Electrostatic analysis of DNA binding properties in lysine to leucine mutants of TATA-box binding proteins.

Overview

The structures of the complexes between TATA-box binding proteins (TBPs) and DNA solved recently with X-ray crystallography identify both direct and indirect readout interactions. Examples of indirect readout mechanisms in these complexes are DNA bending and non-local electrostatic complementarity.

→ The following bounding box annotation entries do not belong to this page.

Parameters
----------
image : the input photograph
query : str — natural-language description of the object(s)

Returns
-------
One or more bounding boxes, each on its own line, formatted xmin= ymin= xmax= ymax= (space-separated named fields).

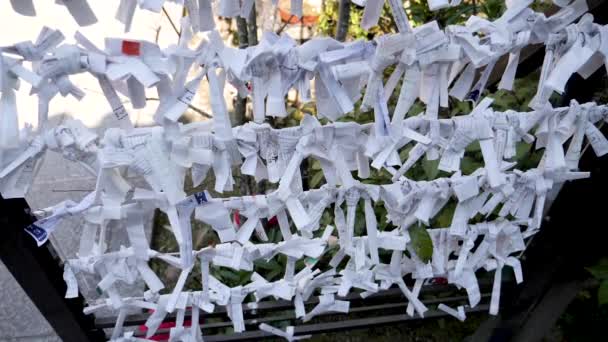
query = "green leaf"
xmin=597 ymin=280 xmax=608 ymax=305
xmin=308 ymin=170 xmax=324 ymax=188
xmin=585 ymin=258 xmax=608 ymax=280
xmin=409 ymin=224 xmax=433 ymax=263
xmin=422 ymin=158 xmax=439 ymax=180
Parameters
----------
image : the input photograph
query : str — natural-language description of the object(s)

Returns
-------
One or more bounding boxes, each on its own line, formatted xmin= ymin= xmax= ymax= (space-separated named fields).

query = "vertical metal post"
xmin=0 ymin=196 xmax=105 ymax=342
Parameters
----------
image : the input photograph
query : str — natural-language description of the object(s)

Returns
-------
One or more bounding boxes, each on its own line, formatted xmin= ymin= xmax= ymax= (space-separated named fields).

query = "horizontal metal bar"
xmin=116 ymin=293 xmax=491 ymax=339
xmin=205 ymin=305 xmax=490 ymax=342
xmin=95 ymin=280 xmax=498 ymax=329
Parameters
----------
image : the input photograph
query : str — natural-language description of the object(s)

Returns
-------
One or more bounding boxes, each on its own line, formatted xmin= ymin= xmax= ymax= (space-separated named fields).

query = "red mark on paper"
xmin=232 ymin=210 xmax=241 ymax=229
xmin=122 ymin=40 xmax=141 ymax=56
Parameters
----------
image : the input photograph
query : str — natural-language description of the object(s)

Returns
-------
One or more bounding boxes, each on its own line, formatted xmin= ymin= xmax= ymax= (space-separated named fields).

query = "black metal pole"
xmin=0 ymin=195 xmax=105 ymax=342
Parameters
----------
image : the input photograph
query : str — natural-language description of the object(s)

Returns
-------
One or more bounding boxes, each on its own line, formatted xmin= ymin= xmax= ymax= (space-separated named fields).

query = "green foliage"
xmin=409 ymin=224 xmax=433 ymax=263
xmin=586 ymin=258 xmax=608 ymax=305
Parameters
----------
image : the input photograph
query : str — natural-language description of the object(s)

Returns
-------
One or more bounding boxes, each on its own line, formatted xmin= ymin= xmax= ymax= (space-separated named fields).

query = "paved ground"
xmin=0 ymin=0 xmax=177 ymax=341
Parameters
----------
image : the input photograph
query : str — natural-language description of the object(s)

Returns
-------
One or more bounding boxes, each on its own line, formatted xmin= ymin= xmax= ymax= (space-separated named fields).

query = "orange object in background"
xmin=278 ymin=0 xmax=321 ymax=26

An intriguing question arising from these structures is the role that a series of lysine residues may have in DNA binding. Thus, in the yeast complex, seven lysines are found to be close to the phosphate backbone, but they appear to form hydrogen bonds to the protein and not to be involved in any direct (or water-mediated) interactions with the DNA. The proposal based on the crystal structure, that these residues set up a delocalized electrostatic potential that stabilizes the complex with DNA, is evaluated here from calculations of the electrostatic potentials generated by the wild-type TBP and various lysine to leucine mutants. The results suggest a grouping of these mutants into three classes, based on their phenotypes and electrostatic profiles. As these groups are affected differently by specific measures taken to rescue DNA binding and transcription functions, the mechanistic inferences from the analysis can be probed experimentally in a manner that also reveals possible binding sites for transcription factors IIA and IIB to the TBP-DNA complex in the transcription preinitiation complex.